Banks Should Lend World’s Top 500 Cities At Least $1bn to Tackle Climate Change – NCE-2015 Report
by David Thorpe
Multilateral development banks, donors and others should lend the world’s top 500 cities at least US$1 billion to help them implement low carbon urban development strategies by 2020, according to the New Climate Economy 2015 report.
This report, published today by the Global Commission on the Economy and Climate, puts action by cities to tackle climate change at number one of 10 priority options which together, if implemented fully, could save up to 96% of all the carbon emission reductions required to keep global warming within 2°C by 2030.
The Global Commission on the Economy and Climate
The Global Commission was commissioned in 2013 by the governments of seven countries: Colombia, Ethiopia, Indonesia, Norway, South Korea, Sweden and the United Kingdom. The Commission has operated as an independent body and has been given full freedom to reach its own conclusions.
Chaired by former President of Mexico Felipe Calderón, the Commission comprises former heads of government and finance ministers, and leaders in the fields of economics, business and finance, including Sir Nicholas Stern, Ingrid Bonde, Chief Finance Officer and Deputy Chief Executive Officer, Vattenfall AB, Sharon Burrow, General Secretary of the International Trade Union Confederation and Suma Chakrabarti, the president of the European Bank for Reconstruction and Development.
The report’s findings
The report argues that with renewable energy becoming so cheap, had the unique set of political opportunities this year, momentum to tackle climate change successfully is strong.
It identifies 10 key areas of opportunity for stronger climate action which will also bring significant economic benefits and together could achieve at least 59% and perhaps as much as 96%, if all the options were taken up, of the emissions reductions needed by 2030 to keep global warming below 2°C.
The 10 areas cover three key economic systems:
Cities, land use and energy;
Resource efficiency, infrastructure investment and innovation, with action by businesses and investors;
Reducing admissions from international aviation and shipping and phasing down hydrofluorocarbons.
It argues that cities, if they implement all 10 recommendations, will be responsible for 3.7 Gt CO2e emissions per year in 2030.
Its first recommendation is that the world’s cities should accelerate low carbon development.
It says they should all commit to developing and implementing low carbon urban development strategies by 2020, using the framework of the Compact of Mayors. This would let them prioritise policies and investments in public, non-motorised and low emission transport, building efficiency, renewable energy and efficient waste management.
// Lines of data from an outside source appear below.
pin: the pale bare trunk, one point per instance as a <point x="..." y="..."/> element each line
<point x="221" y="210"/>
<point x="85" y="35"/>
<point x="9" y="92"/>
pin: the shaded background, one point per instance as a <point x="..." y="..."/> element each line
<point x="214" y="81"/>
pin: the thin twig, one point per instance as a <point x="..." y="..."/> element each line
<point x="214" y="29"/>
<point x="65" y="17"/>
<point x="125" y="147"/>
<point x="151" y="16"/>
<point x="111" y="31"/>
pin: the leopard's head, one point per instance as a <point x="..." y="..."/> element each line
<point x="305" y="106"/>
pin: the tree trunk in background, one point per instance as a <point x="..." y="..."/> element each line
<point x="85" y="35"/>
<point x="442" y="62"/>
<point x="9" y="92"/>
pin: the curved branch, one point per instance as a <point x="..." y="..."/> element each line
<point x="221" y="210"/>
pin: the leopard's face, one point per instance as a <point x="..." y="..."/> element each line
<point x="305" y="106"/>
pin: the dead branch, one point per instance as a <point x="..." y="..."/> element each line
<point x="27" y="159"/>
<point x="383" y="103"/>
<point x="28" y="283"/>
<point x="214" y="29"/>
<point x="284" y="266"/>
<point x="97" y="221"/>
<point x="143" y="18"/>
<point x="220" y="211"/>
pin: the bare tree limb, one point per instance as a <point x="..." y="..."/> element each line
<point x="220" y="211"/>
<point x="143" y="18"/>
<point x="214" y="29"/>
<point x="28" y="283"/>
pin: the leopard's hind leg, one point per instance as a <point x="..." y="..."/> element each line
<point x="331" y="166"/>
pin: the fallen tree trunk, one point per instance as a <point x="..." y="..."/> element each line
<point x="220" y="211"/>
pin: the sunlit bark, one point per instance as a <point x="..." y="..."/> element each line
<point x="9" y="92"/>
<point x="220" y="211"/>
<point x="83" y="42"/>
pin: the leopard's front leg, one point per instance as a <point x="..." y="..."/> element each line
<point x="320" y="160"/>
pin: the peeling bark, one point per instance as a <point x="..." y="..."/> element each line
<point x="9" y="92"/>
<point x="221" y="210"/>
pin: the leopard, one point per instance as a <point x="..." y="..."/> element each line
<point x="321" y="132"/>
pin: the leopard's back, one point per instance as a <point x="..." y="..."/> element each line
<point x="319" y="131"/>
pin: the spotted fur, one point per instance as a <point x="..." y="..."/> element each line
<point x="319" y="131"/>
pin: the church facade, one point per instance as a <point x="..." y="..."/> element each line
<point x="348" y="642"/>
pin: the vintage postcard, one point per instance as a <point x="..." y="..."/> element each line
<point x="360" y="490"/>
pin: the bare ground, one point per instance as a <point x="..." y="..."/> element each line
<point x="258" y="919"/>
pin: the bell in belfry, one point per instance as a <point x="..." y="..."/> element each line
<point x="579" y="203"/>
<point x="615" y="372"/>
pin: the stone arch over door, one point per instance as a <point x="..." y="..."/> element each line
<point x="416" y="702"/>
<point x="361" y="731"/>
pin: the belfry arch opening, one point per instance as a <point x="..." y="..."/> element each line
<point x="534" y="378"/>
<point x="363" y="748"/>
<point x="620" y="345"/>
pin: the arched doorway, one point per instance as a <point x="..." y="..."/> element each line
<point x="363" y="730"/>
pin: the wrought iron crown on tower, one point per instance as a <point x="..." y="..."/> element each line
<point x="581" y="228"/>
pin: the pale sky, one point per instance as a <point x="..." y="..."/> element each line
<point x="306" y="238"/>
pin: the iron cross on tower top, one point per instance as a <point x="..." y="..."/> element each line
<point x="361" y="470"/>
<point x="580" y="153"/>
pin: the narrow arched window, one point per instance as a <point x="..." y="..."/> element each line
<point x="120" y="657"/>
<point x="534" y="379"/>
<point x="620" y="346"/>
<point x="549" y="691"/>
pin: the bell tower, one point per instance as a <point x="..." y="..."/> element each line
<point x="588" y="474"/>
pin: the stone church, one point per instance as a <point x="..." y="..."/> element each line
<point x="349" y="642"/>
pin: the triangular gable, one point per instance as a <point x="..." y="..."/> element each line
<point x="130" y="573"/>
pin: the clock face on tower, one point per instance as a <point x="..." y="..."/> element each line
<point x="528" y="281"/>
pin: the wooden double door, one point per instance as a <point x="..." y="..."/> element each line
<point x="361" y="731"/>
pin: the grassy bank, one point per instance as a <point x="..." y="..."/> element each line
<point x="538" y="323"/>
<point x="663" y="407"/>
It reiterates the mantras, familiar to readers of this website, that compact, connected and efficient cities can generate stronger growth and job creation, alleviate poverty and reduce investment costs, as well as improving quality of life through lower air pollution and traffic congestion.
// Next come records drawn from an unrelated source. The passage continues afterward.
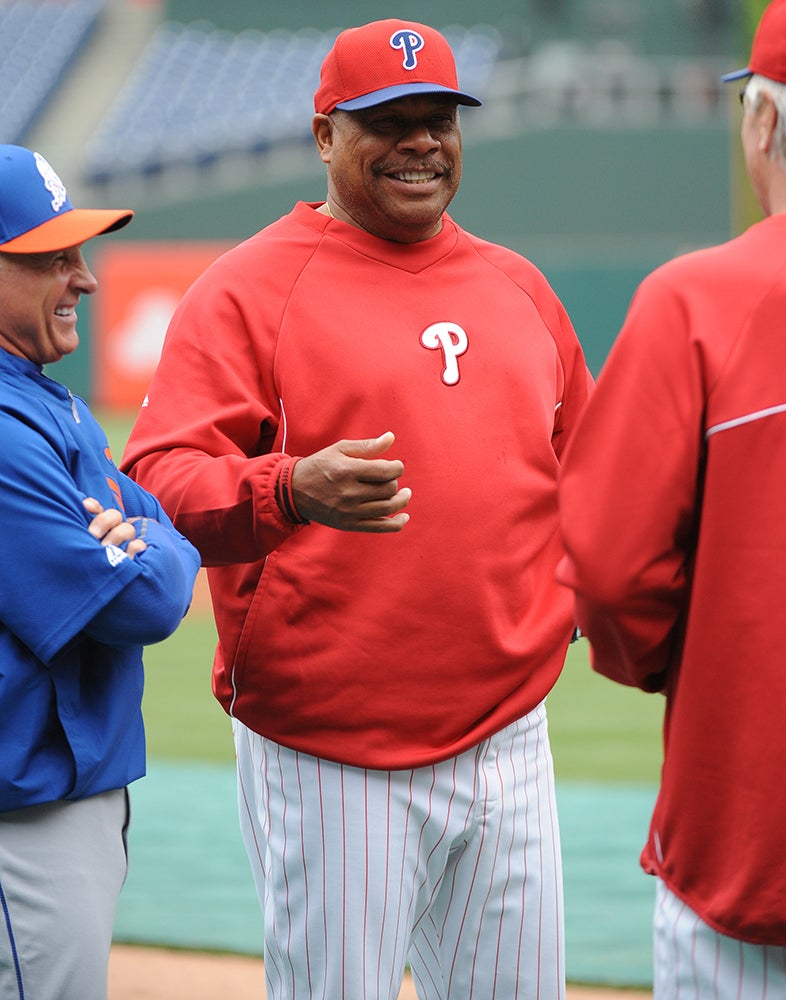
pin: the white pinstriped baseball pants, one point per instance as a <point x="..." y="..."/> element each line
<point x="455" y="867"/>
<point x="694" y="962"/>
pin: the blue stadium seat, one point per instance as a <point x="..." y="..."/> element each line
<point x="40" y="40"/>
<point x="200" y="93"/>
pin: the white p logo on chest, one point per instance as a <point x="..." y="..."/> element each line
<point x="451" y="339"/>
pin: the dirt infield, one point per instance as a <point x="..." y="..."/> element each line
<point x="160" y="974"/>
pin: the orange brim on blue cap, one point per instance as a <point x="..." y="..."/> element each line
<point x="36" y="215"/>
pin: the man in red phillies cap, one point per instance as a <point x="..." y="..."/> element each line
<point x="358" y="419"/>
<point x="672" y="496"/>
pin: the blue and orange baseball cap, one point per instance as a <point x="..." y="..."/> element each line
<point x="768" y="52"/>
<point x="36" y="215"/>
<point x="385" y="60"/>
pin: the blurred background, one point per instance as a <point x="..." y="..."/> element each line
<point x="606" y="143"/>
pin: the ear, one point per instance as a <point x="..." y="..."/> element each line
<point x="322" y="130"/>
<point x="766" y="121"/>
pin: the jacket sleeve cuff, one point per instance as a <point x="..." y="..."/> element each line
<point x="283" y="492"/>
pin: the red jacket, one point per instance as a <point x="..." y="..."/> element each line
<point x="674" y="515"/>
<point x="386" y="651"/>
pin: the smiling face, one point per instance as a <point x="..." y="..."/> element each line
<point x="38" y="297"/>
<point x="393" y="169"/>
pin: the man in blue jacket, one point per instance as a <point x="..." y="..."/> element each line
<point x="91" y="570"/>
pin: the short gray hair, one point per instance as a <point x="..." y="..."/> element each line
<point x="757" y="86"/>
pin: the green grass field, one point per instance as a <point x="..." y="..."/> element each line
<point x="600" y="731"/>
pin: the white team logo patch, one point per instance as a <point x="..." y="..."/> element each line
<point x="451" y="339"/>
<point x="114" y="555"/>
<point x="52" y="182"/>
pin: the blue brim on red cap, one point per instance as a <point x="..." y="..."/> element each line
<point x="738" y="74"/>
<point x="405" y="90"/>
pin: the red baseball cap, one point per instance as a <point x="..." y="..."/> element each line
<point x="385" y="60"/>
<point x="768" y="53"/>
<point x="36" y="215"/>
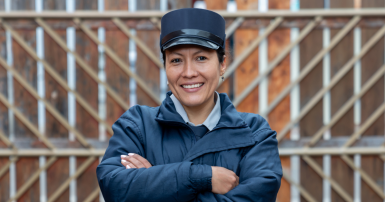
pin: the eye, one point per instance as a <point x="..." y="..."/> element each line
<point x="176" y="60"/>
<point x="201" y="58"/>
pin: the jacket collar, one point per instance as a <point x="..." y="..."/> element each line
<point x="237" y="133"/>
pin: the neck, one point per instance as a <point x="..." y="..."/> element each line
<point x="198" y="114"/>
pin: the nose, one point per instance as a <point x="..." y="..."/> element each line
<point x="189" y="70"/>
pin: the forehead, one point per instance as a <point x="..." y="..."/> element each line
<point x="188" y="47"/>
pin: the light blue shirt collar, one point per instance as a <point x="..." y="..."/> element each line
<point x="210" y="122"/>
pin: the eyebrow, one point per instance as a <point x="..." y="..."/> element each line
<point x="199" y="51"/>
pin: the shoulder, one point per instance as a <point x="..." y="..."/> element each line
<point x="139" y="113"/>
<point x="258" y="125"/>
<point x="254" y="121"/>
Better, more resilient models of urban development are particularly critical for rapidly urbanizing cities in the developing world.
International city networks, such as the C40 Cities Climate Leadership Group, ICLEI (Local Governments for Sustainability) and United Cities and Local Governments (UCLG), are scaling up the sharing of best practices and developing initiatives to facilitate new flows of finance, enabling more ambitious action on climate change.
It argues that to facilitate this it is urgently necessary for multilateral development banks, donors and others to develop an integrated package of at least US$1 billion for technical assistance, capacity building and finance to support commitments by the world’s largest 500 cities.
If this were done, then, in total, low-carbon urban actions available today could generate a stream of savings up to 2050 with a value in current terms of US$16.6 trillion, and could reduce annual GHG emissions by 3.7 Gt CO2e in 2030.
In addition, with $1 trillion a year invested in clean energy and energy efficiency being raised to the global best, further savings and job creation can be achieved:
Scaling up clean energy financing to at least US$1 trillion a year could reduce annual GHG emissions by 2030 by 5.5-7.5 Gt CO2e.
Globally, enhanced energy efficiency investments could boost cumulative economic output by US$18 trillion to 2035, increasing growth by 0.25–1.1% per year.
Aligning and gradually raising national efficiency standards could reduce annual GHG emissions in 2030 by 4.5–6.9 Gt CO2e.
It argues that one of the key mechanisms to help him this about would be effective carbon pricing which should be adopted by all developed and emerging economies, together with phasing out fossil fuel subsidies. Businesses are increasingly calling on governments to implement carbon pricing, and over 150 now use an internal carbon price (typically around US$40/t CO2 for oil companies) to guide investment decisions.
National infrastructure policies and the G20 Global Infrastructure Initiative, which also profoundly affect cities, should include climate risk and objectives.
The report notes that around US$90 trillion in infrastructure investment is needed around the world by 2030, mostly in developing countries, to meet their needs.
And to satisfy the requirement that all of this be done with minimal greenhouse gas emissions research, development and demonstration in low carbon technology must be boosted.
Low carbon growth policies should be adopted by all major businesses, with short and long-term emissions reduction targets and corresponding action plans.